Town in the Udu Clan, Delta State, Nigeria

Ovwian is a town in the Udu local government area, Delta State, Nigeria. Its population is over 200,000. Ovwian shares boundaries with Aladja, Ekete, Owhase, Egini, Orhuwhorun and Ujevwu communities. Ovwian is the biggest town in the Udu Local Government area.

== Government ==
An elected president rules over the town. The current President General is Comr. Joseph Dele Okuku, while the Vice President is Chief Michael Edema and the youth chairman is Mr. Edwin Numa

== Religion ==
Christianity is the most practiced religion.

== Subdivisions ==
Ovwian is divided into urban and rural areas. The rural Ovwian has seven quarters namely Ekrimowhe quarter, Uduvwurhie quarter, Uduvwogba(Ozimi) quarter, Ogwhoro quarter, Ekrata quarter, Ekregworhor quarter and Uduvweyara quarter.

== Geography ==
The Udu River runs through Ovwian before merging into the Warri River.

== Education ==
Ovwian primary school, Etako primary school, Emoghene school, Jesu primary school are public schools located inside the town, while Ovwian secondary school is in the outskirts leading to Ujevwu community. Numerous private schools operate in Ovwian community.

== Economy ==
Most of the people are either steel workers, mariners, fishermen, hunters or farmers, businessmen/women or traders.

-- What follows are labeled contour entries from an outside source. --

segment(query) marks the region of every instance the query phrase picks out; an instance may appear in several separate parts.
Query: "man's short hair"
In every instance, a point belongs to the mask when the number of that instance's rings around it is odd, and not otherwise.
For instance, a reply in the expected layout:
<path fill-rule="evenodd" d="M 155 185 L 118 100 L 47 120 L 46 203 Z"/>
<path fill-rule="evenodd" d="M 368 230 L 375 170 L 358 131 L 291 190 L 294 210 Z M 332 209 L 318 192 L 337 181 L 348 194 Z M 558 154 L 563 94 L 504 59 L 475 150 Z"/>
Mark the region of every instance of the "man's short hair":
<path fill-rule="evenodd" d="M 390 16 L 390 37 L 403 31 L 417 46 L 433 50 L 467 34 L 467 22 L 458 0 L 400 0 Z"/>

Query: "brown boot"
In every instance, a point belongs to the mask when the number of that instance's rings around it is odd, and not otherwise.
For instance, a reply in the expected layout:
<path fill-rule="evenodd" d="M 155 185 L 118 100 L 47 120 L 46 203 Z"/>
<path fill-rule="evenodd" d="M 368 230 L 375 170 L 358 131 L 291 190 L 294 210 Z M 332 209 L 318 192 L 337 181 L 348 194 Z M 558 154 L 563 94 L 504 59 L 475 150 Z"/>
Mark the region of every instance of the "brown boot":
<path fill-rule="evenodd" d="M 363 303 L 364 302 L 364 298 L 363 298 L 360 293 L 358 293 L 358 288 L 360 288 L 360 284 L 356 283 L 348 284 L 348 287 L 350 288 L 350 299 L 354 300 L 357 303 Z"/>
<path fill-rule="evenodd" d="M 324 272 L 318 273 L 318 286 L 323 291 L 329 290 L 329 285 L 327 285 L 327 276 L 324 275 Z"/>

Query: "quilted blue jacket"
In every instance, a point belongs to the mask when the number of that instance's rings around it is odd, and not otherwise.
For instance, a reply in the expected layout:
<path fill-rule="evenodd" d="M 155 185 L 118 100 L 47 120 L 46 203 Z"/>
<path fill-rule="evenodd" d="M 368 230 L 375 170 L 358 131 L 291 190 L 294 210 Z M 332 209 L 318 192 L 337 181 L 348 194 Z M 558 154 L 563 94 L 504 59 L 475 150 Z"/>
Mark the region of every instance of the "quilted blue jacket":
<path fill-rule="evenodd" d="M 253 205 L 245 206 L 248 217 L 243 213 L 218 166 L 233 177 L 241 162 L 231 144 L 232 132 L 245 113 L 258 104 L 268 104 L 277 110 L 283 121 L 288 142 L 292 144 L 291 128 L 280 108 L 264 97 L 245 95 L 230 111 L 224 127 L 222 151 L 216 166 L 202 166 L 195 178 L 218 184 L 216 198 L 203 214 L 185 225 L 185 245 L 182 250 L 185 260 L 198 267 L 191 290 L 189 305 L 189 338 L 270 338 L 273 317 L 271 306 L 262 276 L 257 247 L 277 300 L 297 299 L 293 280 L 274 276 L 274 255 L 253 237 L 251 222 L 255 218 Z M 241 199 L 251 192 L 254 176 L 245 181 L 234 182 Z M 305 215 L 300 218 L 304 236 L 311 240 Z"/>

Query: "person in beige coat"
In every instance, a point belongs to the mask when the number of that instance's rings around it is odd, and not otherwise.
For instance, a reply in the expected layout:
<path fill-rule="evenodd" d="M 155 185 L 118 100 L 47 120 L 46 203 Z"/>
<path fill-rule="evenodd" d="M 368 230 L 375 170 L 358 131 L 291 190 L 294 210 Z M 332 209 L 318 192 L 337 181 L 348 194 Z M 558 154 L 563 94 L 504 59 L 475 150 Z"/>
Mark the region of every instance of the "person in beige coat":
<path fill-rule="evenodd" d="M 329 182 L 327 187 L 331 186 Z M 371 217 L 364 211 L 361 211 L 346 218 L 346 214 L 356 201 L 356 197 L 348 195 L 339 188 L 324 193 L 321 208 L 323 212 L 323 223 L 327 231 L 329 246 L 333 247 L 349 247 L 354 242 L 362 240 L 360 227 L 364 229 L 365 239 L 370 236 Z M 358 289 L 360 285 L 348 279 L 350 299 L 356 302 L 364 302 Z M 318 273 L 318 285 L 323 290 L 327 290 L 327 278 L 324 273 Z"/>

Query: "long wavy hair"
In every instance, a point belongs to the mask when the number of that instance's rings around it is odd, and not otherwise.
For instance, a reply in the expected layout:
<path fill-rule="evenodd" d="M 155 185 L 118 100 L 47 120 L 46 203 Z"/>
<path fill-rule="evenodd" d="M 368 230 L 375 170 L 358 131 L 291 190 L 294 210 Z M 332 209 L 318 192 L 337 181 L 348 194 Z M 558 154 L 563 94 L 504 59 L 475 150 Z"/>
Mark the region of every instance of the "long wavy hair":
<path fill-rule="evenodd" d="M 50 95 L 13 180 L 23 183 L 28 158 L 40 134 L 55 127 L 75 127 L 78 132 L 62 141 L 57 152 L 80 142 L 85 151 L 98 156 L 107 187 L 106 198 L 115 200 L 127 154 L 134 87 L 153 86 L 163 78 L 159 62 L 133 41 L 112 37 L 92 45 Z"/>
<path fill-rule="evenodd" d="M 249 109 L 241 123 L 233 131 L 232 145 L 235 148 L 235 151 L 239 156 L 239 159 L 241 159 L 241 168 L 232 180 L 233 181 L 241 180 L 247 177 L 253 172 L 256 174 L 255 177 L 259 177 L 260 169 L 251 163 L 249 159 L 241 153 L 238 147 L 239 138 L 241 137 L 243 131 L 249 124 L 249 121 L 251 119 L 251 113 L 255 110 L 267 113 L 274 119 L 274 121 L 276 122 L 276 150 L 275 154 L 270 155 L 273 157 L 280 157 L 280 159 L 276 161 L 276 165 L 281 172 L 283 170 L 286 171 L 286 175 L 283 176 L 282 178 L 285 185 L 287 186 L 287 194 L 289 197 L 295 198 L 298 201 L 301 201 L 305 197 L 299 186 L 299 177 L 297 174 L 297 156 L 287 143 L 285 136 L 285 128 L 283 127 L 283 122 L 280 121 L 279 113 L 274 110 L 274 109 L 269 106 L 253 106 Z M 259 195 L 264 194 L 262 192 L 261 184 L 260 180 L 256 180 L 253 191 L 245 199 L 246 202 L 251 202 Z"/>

The Delta Steel Company (DSC), an integrated steel manufacturing industry, spans land provided by both Ovwian and Aladja communities. It was one of the largest steel plants in Africa when it was built in 1980. Between 1995 and 2004 it was the main employer and a steel town grew around it, though it is now uninhabited. In 2021 the steel plant was still operating but at a minimal level.
The Niger Benue Transport Company Limited (NBTC) operates at the outskirts of Ekrimowho quarter.

Ovwian has four major markets: one each located in the middle of town and at Ovwian express junction, and two are located along Udu Bridge and Road respectively.